Public area => The Pub => Topic started by: Nao on January 11th, 2014, 06:18 PM
Okay, so this git rebase feature is a joke...
IIRC, the Wedge repo was built using svn-git, and then fully converted to git. It's got, due to its SVN background, a fully linear history (except at the end, when I was experiencing with branches.)
Yesterday, I decided to go ahead and do the full rebase I wanted to do, to fix these problems:
- Many CRLF fixes in the first commits, which should be concatenated to their parent commit, so that the CRLF problems fix themselves.
- One more CRLF fix in late 2012. This one's been bothering me for a while, because it adds two useless steps to most Git Blame operations.
- An empty commit (entirely empty, really.)
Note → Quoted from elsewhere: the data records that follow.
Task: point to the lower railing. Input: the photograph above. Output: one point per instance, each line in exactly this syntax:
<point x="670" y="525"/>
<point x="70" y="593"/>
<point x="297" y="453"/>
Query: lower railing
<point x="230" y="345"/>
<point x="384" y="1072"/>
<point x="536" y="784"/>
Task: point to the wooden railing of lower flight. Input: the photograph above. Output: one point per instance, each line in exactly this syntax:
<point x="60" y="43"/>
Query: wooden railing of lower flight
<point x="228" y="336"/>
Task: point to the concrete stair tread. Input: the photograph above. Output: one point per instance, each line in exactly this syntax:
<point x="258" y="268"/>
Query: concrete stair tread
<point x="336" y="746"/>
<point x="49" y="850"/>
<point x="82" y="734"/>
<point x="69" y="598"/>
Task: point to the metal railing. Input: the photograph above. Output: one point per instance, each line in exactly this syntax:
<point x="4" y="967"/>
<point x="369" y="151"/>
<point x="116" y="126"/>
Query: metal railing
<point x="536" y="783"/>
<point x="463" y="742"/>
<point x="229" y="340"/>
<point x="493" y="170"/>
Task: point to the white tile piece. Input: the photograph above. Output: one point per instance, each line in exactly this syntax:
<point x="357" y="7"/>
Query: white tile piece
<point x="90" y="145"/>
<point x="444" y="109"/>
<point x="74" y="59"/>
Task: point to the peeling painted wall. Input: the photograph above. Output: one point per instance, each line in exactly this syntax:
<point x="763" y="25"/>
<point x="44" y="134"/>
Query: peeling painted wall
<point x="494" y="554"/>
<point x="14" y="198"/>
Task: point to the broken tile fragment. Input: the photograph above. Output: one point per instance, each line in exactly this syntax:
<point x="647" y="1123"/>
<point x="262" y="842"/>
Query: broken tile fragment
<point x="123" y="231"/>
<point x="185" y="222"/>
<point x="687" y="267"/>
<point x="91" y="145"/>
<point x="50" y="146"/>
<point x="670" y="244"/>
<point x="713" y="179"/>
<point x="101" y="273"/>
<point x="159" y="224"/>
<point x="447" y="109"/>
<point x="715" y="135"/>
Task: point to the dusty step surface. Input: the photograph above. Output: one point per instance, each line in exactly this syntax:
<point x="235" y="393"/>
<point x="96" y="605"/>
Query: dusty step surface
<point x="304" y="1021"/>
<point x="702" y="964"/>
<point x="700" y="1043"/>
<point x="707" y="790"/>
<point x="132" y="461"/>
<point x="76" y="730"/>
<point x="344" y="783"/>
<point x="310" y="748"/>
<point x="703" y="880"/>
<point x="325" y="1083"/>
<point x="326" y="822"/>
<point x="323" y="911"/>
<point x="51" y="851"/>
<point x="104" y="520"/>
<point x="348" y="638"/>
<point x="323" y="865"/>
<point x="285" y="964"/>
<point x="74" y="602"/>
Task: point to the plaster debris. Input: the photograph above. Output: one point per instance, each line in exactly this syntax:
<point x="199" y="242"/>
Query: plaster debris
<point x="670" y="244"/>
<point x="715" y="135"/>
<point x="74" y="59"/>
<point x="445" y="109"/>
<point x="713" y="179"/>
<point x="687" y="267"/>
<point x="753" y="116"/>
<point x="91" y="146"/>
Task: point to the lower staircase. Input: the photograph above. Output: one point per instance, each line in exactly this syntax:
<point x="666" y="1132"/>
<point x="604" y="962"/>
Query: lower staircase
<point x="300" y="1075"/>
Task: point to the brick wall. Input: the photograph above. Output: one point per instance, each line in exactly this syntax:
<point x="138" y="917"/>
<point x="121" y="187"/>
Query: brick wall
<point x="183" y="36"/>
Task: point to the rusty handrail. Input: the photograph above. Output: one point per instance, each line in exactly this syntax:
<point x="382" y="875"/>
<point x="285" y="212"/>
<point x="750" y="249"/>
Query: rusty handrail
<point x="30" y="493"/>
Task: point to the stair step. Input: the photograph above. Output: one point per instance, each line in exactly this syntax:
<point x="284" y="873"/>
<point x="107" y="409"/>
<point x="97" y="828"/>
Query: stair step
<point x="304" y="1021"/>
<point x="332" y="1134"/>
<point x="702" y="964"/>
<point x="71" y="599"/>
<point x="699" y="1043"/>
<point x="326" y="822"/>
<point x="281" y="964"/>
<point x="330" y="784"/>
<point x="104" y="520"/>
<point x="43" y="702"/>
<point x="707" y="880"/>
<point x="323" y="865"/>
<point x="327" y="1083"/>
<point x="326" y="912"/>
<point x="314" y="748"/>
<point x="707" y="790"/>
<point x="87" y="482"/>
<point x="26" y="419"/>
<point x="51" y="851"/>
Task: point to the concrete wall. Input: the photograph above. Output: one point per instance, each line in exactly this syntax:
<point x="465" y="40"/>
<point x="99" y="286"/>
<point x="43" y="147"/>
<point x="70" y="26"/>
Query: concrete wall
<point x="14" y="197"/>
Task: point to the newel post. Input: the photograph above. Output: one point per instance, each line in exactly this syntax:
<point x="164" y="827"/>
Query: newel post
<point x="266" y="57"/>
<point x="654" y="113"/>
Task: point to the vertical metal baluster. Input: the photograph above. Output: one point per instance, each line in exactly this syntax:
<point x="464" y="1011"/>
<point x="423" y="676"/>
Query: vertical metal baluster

- An empty commit message (this is a wrong manipulation, but the message exists in the New Revs topic, it's rev 142.)
That was more than enough to justify the rebase.
So, I started off by rebasing the CRLF stuff early in the history. As a result, I kept getting 3-way merge errors, insisting that some files were missing, or other silly things. Given that it's a LINEAR history, and that the only work was done was to cancel CRLF line endings, there's absolutely no reason for these.
After several hours of failures, I decided to give it up, and instead start fixing from the most recent commits, and then work my way up.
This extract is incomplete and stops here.